Perception is probably the most important sense people have.
If there is physical pain, or actual injury to the body then it is always a little bit disturbing, but it is the emotional injuries that tend not to heal. They become the ghosts that string along throughout a lifetime, coloring and re-coloring every experience.
Two people find themselves in the same situation and one comes away angry, or upset. The other comes away traumatized. All things being equal, the way they perceive this action makes all the difference. A slightly unsettling event for one person can be a tragedy for another. Even every day things can seem horrendously life changing for some people.
Accidents can be forgiven, but intentional cruelty is much harder to let go of. Likewise, learned responses to certain stimuli make a huge difference in the response.
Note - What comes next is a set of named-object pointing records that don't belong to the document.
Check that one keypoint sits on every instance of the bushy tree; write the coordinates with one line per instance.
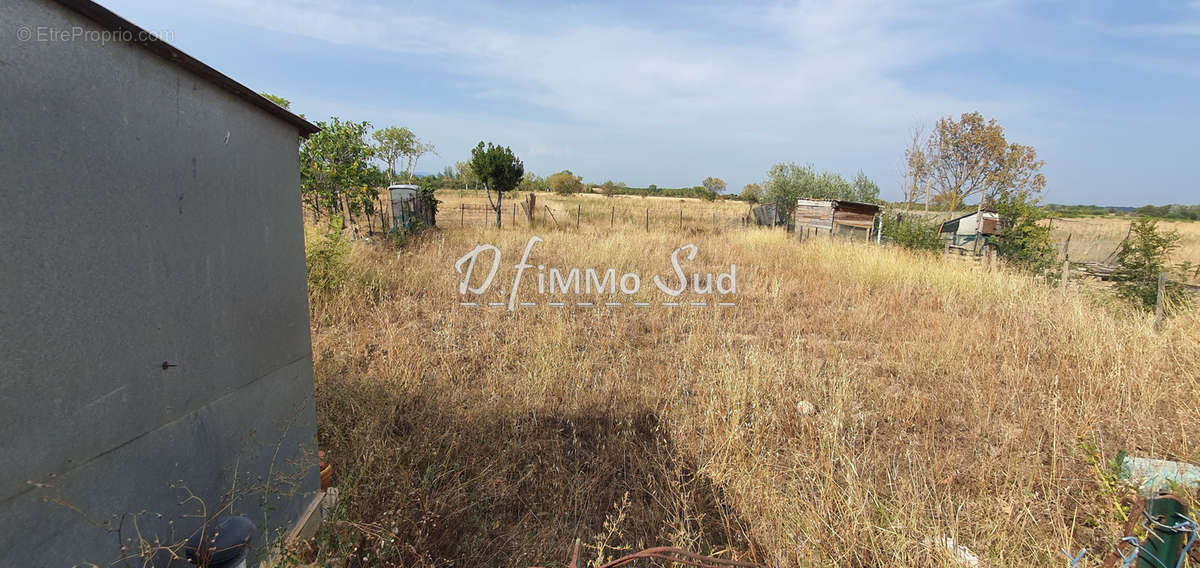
(751, 192)
(565, 183)
(277, 100)
(336, 172)
(970, 157)
(714, 185)
(864, 189)
(1143, 256)
(391, 144)
(499, 171)
(533, 181)
(1023, 240)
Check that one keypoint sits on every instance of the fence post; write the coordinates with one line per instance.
(1158, 300)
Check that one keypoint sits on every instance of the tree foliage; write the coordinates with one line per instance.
(336, 173)
(565, 183)
(864, 189)
(391, 144)
(397, 142)
(751, 192)
(1143, 256)
(1023, 240)
(277, 100)
(498, 169)
(611, 187)
(714, 185)
(969, 157)
(786, 183)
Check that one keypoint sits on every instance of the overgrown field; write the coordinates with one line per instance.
(1096, 238)
(858, 406)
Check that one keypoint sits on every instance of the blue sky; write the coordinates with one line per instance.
(669, 94)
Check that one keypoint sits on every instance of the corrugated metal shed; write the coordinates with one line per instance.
(835, 216)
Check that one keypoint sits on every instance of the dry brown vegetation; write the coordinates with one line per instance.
(1096, 238)
(857, 407)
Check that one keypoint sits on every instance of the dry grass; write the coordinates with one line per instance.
(946, 402)
(1096, 238)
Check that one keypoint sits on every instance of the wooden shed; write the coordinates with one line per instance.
(961, 231)
(837, 217)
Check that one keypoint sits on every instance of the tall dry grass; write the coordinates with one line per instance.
(857, 407)
(1096, 238)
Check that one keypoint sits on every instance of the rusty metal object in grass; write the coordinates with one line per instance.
(1170, 536)
(669, 554)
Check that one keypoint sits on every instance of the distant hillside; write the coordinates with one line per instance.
(1183, 213)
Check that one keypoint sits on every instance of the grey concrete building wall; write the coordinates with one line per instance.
(147, 217)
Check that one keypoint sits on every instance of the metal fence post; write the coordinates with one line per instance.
(1158, 300)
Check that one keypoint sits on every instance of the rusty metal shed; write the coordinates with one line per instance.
(837, 217)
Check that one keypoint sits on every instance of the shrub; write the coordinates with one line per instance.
(1141, 258)
(911, 232)
(1023, 241)
(325, 261)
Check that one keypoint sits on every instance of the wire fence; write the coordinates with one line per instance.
(594, 216)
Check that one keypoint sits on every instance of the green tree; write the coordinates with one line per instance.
(912, 232)
(415, 151)
(335, 169)
(1023, 240)
(785, 184)
(1143, 256)
(751, 192)
(970, 157)
(565, 183)
(499, 171)
(465, 174)
(391, 144)
(277, 100)
(864, 189)
(714, 185)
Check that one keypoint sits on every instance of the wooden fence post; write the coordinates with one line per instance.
(1158, 300)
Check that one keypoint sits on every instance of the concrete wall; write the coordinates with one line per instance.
(145, 216)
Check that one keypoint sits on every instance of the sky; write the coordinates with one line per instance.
(672, 93)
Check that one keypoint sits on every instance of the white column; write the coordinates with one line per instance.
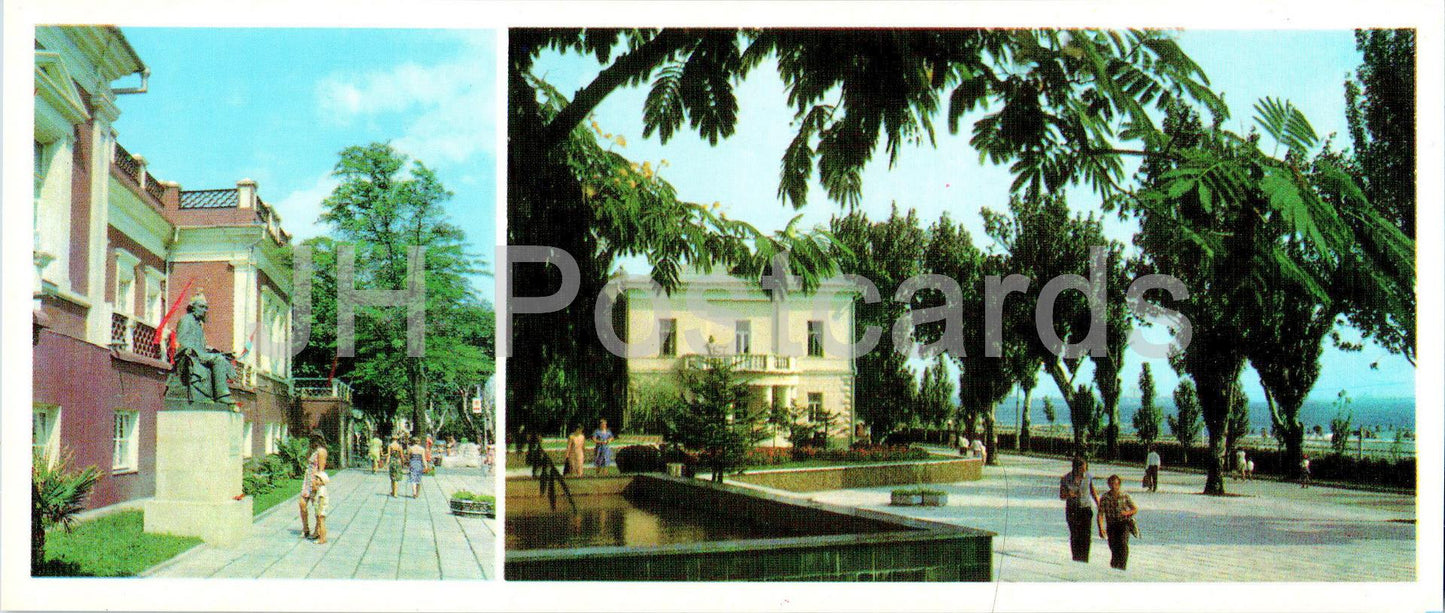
(97, 320)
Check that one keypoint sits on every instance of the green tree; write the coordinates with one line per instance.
(937, 395)
(1237, 425)
(1084, 415)
(1146, 419)
(886, 253)
(718, 415)
(1341, 425)
(1241, 229)
(1055, 112)
(1380, 112)
(1184, 425)
(58, 493)
(383, 207)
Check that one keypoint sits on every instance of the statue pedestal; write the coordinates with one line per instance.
(198, 473)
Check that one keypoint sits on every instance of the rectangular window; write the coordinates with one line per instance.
(669, 337)
(127, 438)
(246, 438)
(815, 412)
(45, 430)
(815, 339)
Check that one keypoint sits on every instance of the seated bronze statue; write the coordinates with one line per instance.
(200, 373)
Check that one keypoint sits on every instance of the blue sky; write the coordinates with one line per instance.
(742, 172)
(278, 104)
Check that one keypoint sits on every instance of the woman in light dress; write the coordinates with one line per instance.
(575, 447)
(315, 463)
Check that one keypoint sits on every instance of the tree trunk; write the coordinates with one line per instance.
(1023, 422)
(1214, 485)
(36, 529)
(990, 440)
(1111, 431)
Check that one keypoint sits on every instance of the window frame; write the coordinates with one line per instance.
(815, 408)
(52, 434)
(743, 337)
(130, 463)
(815, 331)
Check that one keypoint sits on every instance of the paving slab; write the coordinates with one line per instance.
(369, 535)
(1263, 531)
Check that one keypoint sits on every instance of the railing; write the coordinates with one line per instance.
(747, 362)
(208, 198)
(127, 334)
(119, 331)
(155, 188)
(143, 341)
(244, 376)
(322, 388)
(127, 164)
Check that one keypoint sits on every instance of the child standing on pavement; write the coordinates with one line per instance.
(320, 499)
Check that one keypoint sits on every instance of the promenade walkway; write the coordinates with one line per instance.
(1265, 531)
(370, 535)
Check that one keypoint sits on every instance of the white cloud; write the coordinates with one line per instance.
(301, 210)
(450, 106)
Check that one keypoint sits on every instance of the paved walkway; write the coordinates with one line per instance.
(1266, 531)
(370, 535)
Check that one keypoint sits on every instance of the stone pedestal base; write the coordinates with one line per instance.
(198, 474)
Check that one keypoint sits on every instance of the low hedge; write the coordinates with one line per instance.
(1372, 472)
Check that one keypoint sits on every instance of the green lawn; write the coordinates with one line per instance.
(838, 463)
(116, 545)
(110, 545)
(285, 490)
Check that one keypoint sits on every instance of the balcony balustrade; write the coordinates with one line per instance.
(746, 363)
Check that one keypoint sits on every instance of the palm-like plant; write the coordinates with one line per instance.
(58, 493)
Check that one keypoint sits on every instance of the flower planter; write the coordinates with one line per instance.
(906, 499)
(474, 508)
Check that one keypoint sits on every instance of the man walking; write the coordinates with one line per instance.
(1080, 498)
(1152, 464)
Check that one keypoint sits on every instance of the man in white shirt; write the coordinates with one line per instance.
(1152, 464)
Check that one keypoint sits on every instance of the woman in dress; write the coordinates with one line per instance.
(418, 466)
(396, 461)
(575, 447)
(603, 438)
(1116, 512)
(315, 463)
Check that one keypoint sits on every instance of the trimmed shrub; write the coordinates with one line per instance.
(640, 459)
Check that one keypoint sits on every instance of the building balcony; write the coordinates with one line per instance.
(321, 388)
(133, 336)
(744, 363)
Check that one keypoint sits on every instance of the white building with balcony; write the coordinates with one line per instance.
(794, 349)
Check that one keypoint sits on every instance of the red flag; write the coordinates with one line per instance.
(171, 313)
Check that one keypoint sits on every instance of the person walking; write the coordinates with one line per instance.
(321, 500)
(1078, 495)
(1152, 464)
(1116, 512)
(418, 466)
(395, 461)
(373, 450)
(603, 438)
(575, 450)
(315, 463)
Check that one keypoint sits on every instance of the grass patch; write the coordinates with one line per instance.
(838, 463)
(282, 492)
(110, 545)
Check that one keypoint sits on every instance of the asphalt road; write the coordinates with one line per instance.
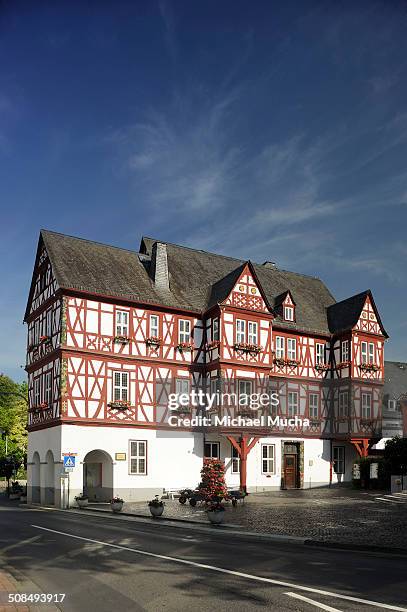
(106, 563)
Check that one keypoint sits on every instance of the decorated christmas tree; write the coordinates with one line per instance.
(213, 480)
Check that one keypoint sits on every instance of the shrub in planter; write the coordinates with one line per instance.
(82, 500)
(116, 504)
(156, 506)
(215, 512)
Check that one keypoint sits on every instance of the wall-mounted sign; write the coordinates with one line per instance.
(356, 471)
(374, 470)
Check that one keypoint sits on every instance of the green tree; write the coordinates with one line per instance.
(13, 417)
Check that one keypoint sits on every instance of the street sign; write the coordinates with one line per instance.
(69, 462)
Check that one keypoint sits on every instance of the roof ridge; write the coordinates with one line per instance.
(183, 246)
(111, 246)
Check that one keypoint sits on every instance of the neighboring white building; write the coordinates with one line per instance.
(112, 333)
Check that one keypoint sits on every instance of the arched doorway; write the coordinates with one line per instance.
(49, 479)
(98, 476)
(36, 479)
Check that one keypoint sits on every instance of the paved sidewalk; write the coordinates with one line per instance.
(342, 516)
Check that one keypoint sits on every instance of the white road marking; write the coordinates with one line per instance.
(317, 604)
(222, 570)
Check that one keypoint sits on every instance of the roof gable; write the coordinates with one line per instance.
(354, 313)
(241, 289)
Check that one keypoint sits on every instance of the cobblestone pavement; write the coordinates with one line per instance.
(345, 516)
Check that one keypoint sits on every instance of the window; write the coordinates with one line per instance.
(48, 324)
(364, 352)
(36, 392)
(391, 405)
(339, 459)
(215, 329)
(48, 388)
(122, 323)
(267, 458)
(252, 332)
(120, 386)
(184, 330)
(182, 385)
(154, 326)
(345, 350)
(366, 405)
(138, 457)
(288, 313)
(245, 391)
(292, 348)
(211, 450)
(235, 461)
(343, 409)
(292, 403)
(240, 330)
(320, 354)
(280, 347)
(313, 405)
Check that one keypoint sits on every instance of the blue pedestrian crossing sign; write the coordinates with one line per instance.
(69, 462)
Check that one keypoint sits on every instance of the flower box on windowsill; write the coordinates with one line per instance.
(154, 341)
(247, 348)
(121, 340)
(213, 344)
(185, 347)
(369, 367)
(119, 405)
I know people who seem to thrive on bad experiences and tragedies. It’s as if they need them in order to garner the attention they crave. One example is a person I know who constantly makes dark personal jokes about life. They are often rather horrifying, but come out of this person’s mouth as such dry dark humor that it takes a while for the truth of them to seep through. For example: “Some people hunt for eggs on Easter. I remember the year we had to hunt for Mommy.”
I know other people who never mention the tragedies in their lives, those are the ones I believe are still suffering. It is still too painful for them to make these experiences any more real than they already are.
Our earliest years have a great effect on our perceptions, our responses. I am hoping Lennon will be able to take things pretty much in stride, the good and the bad by being able to talk about them and bring them out into the open. That way they surface, bloom and perhaps fade away for ever, leaving no emotional scars.